Roland CUBE is a series of guitar and bass amplifiers manufactured and distributed by the Roland Corporation. The CUBE series use amplifier modeling technology.

Series

Mobile CUBE
A multi-purpose battery-powered portable amplifier featuring 5 watt stereo power and two 4" speakers. It features a microphone channel and instrument channel with tone, delay/reverb and chorus controls.

Micro-CUBE

The Micro Cube is a small battery-powered 2 watt portable amplifier, for use as a portable practice amp or when larger or more expensive amplifiers may not be practical. Features a single 5" speaker.

Micro-CUBE RX
A portable amplifier with four 4" speakers.

Micro-CUBE BASS RX
A portable bass amplifier with four 4" speakers.

CUBE STREET
A 5W battery-powered amplifier featuring two 6.5" speakers.

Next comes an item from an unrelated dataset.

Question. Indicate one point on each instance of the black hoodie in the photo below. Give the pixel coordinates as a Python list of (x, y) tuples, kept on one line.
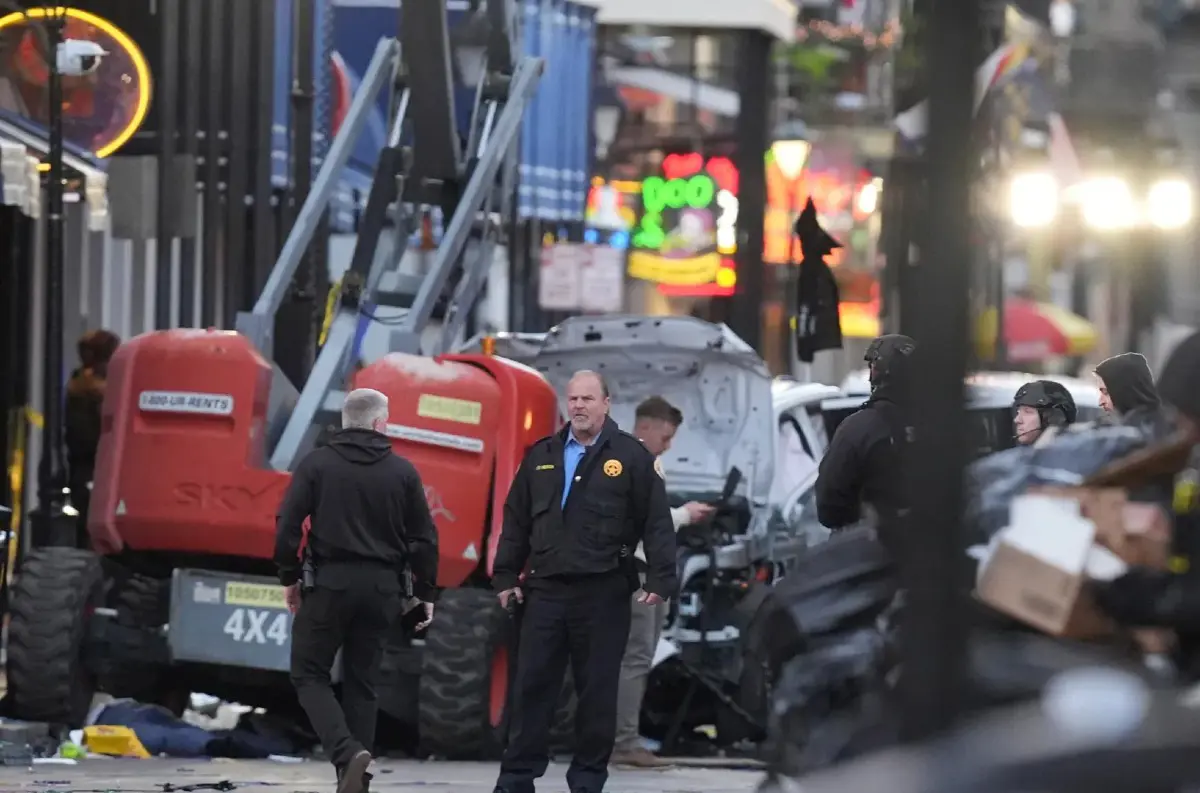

As the name implies, this amplifier is suited for buskers.

CUBE STREET EX
Larger 50W busker battery-powered amplifier featuring two 8" speakers.

CUBE-15
A small 2 channel, 15 watt practice amplifier with a single 8" speaker.

CUBE-20
A 20 watt amplifier with a single 8" speaker.

CUBE-30
A 30 watt amplifier with a single 10" speaker.

CUBE-30 BASS
A 30 watt bass amplifier with a single 10" speaker.

CM-30
A 30 watt multi-purpose portable mixing monitor with a 6.5" speaker.

CUBE-60
A 60 watt amplifier with a single 12" speaker.

CUBE-60 BASS
A 60 watt bass amplifier with a single 12" speaker.

CUBE-80
An 80 watt amplifier with a single 12" speaker.

CUBE-100 BASS
A 100 watt bass amplifier with a single 12" speaker.